Михаил Федорович до позднего вечера делал что-нибудь по дому, ходил, потом, оставив открытой дверь в комнату Анны Матвеевны, гасил везде свет и уходил в маленький, заставленный разными ненужными вещами чуланчик без окон. Долго сидел при свете тусклой желтой лампочки, курил, выпивал, но немного, для того только, чтобы хоть чуть легче стало, чтобы спала накопившаяся за день тяжесть и думы были не такими мрачными. Сидел допоздна – до часу, до двух, потом ложился спать, а в пять-шесть часов был уже на ногах – и дела поднимали, да и спать больше уже не мог. И начинался новый день – с нескончаемыми заботами, усталостью, стонами Анны Матвеевны и ожиданием – сегодня? Завтра? Когда?

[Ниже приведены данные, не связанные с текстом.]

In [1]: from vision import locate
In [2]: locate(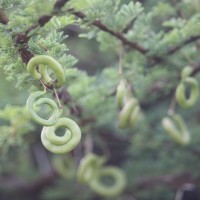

Отплясала, отголосила деревня, вынесены в сени бутылки, банки, ведерные гостевые чугуны. Обычная пошла жизнь. Дули пронзительные холодные ветры, уныло свистели в поникших, давно уже мертвых и черных кукурузных стеблях, навевая тоску и скуку. Ждали снега, но не было снега, изредка только принималась сечь жесткая сухая крупа. Стыла, промерзала земля, неуютно было под холодным бессолнечным небом.
Михаил Федорович готовился к похоронам Анны Матвеевны. Ночами гнал в бане самогон, покупал вино, проверял запасы, прикидывал – хватит ли на поминки? Как будто должно хватить. Перфильевна давно уже сшила смертное для Анны Матвеевны, у Максима, деревенского плотника, готов был крест на ее могилу и отложены доски для гроба.
Ограду Михаил Федорович привез ночью. Боялся, что увидит его кто-нибудь из соседей – как ни прикрывал он соломой железные щиты, они все равно выпирали, и всякий сразу догадался бы, к чему они. Но пусто и тихо было на улице. И дома все уже спали. Михаил Федорович осторожно принялся разгружать телегу, отнес два щита в сарайчик – и в это время на крыльцо вышел Гришка.